The Ferrari driver is likely to be the revelation of the weekend. After not even three laps in the only practice session of the weekend, Monegasque broke all the rules to finish P2 only behind Verstappen in Sprint Quali, Sprint race and qualifying.

The Ferrari performs very well in high track temperatures in both qualifying and race. The pace of the FP long run was very promising, not enough to catch the Red Bulls, but enough to be the alternative. And all this without updates in Miami.

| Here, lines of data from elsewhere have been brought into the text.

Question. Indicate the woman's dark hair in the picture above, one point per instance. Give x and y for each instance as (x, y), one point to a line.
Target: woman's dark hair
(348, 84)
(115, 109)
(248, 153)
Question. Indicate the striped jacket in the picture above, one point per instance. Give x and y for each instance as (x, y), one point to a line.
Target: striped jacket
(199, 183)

It is important to note in support of this prediction that Verstappen did not manage to pull more than 2.5 seconds clear of Leclerc after 19 laps of the Sprint race.

Sergio Perez

The Mexican missed out on P3 in qualifying by five-thousandths of a second. Red Bull’s pace is superior to Ferrari’s and although it is difficult to overtake, he should at least reach the podium.

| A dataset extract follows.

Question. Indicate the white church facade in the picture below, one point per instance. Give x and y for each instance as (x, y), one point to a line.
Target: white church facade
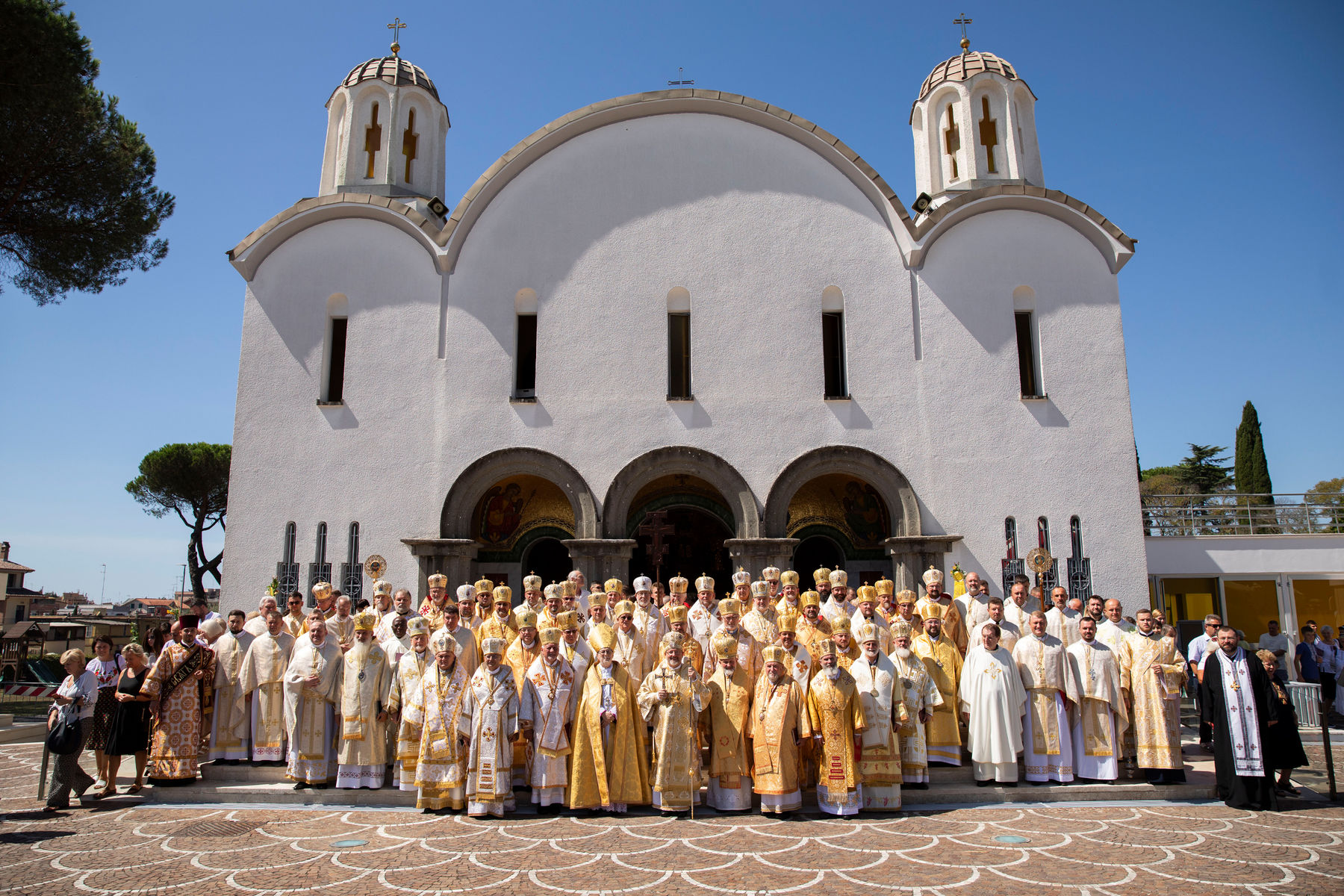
(679, 332)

If Ferrari is on pace and wants to fight for the win, it can sacrifice the optimal strategy of Carlos Sainz – who is behind Leclerc and also has no contract for 2025 – to protect the Monegasque’s P2 against a more than probable Perez challenge.

Carlos Sainz

As discussed above. If Ferrari want the win – and indeed the pace allows them to fight for it – they will have to sacrifice the Spaniard’s strategy if Leclerc cannot pass Verstappen on equal terms.

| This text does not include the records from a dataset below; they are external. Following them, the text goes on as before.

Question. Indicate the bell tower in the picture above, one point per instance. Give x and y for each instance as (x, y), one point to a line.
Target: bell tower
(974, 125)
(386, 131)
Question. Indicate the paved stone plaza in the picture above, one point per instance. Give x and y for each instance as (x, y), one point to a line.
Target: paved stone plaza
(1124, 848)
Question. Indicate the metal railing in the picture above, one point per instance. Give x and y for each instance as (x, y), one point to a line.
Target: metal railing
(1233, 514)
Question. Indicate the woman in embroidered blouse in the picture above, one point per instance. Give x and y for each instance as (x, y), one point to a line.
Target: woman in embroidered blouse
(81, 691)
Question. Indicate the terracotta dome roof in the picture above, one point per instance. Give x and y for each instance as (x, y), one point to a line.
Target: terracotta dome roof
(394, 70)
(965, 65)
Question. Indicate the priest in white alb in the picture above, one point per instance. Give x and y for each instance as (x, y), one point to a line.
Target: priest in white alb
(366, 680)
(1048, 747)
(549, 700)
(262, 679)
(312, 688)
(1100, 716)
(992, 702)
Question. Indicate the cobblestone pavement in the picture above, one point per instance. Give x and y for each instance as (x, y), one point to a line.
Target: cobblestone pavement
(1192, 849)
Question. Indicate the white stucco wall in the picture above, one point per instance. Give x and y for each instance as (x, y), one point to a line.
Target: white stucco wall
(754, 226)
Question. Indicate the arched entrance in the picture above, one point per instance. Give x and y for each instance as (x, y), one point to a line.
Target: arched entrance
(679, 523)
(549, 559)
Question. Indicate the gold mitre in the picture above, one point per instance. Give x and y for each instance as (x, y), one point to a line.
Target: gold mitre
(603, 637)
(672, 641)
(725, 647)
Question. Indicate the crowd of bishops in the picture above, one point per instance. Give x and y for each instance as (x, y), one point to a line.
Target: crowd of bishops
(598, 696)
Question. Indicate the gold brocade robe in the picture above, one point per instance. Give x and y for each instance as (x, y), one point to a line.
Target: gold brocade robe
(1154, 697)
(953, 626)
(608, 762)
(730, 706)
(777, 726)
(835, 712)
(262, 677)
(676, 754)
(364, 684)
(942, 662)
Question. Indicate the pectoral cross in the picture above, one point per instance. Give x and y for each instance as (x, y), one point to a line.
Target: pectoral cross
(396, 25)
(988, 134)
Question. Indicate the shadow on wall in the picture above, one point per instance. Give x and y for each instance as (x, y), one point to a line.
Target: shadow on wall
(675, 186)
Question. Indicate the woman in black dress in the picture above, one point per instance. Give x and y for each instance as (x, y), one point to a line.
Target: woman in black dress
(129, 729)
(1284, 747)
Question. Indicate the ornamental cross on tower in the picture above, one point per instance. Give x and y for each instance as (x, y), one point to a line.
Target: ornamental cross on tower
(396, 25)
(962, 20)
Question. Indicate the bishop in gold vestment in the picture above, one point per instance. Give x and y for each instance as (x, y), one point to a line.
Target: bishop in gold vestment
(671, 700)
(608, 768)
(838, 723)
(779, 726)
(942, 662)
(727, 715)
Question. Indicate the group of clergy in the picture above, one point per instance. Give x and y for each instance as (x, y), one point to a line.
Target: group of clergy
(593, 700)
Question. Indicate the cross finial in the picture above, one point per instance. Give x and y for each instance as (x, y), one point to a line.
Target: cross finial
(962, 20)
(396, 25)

Moreover, Sainz is the perfect obstacle for Perez to miss the podium position. If the Spaniard wants to work as a team – and on many occasions he has shown himself to be a gentleman in that respect – Ferrari has the perfect opportunity to save the day in style before introducing its 2.0 car at Imola.

Lando Norris

Actually, we put the first of the McLarens here because we don’t really know the real race pace of the ‘upgraded’ MCL38.

In theory, and from what we saw in the Sprint race, Ferrari is a small step ahead… but just as we have seen substantial performance changes between Friday’s Sprint Qualy and Saturday’s qualifying, why can’t we expect big things from the Papaya team?

Oscar Piastri

Except for the Sprint race – where Norris was knocked out in Turn 1 – the Australian has been behind the Briton virtually all weekend.

The car with all the upgrades works better than the one with only 50% of the upgrades. Moreover, if there are no changes at the start and in race pace that would lead Piastri to overtake his teammate, the optimal strategy will fall on the Briton’s side.

George Russell

It is difficult to put Mercedes in a set position this season and even more so this weekend. On a circuit where the working temperature of the tyres decreases, for them it decreases even more and that makes the car unpredictable, capable of the best and the worst.

From what we saw in the Sprint Race, they should be on race pace ahead of the mid/low end of the grid. Moreover, this time they won’t have them as obstacles and will be able to directly measure themselves against McLaren.

We put George Russell ahead of Lewis Hamilton because of the difficulty of overtaking in similar conditions and because of George’s favourable head-to-head trend this season.

Lewis Hamilton

Nothing to add to the previous position. He should be ahead of the mid/lower zone, but behind his teammate.

The team should benefit the driver in front before the one-stop window in terms of strategy. So he should attack as much as possible – if possible without damaging the race of other drivers – at the start.

Yuki Tsunoda

After seeing Daniel Ricciardo’s performance in the Sprint race, why not think that the Japanese could score some points? The RB seems to be slightly better suited than the rest of the cars in the middle/lower half of the grid.

Lance Stroll

After outqualifying the great Fernando Alonso in both Sprint Qualifying and qualifying, the Canadian has a great chance to grab a point and salvage a disappointing weekend for Aston Martin.

He was unable to complete the Sprint race due to an incident with Hamilton, Alonso, himself and Lando Norris and although the pace of the AMR24 is not promising, he should be able to fight with Tsunoda and Nico Hülkenberg for the final points positions.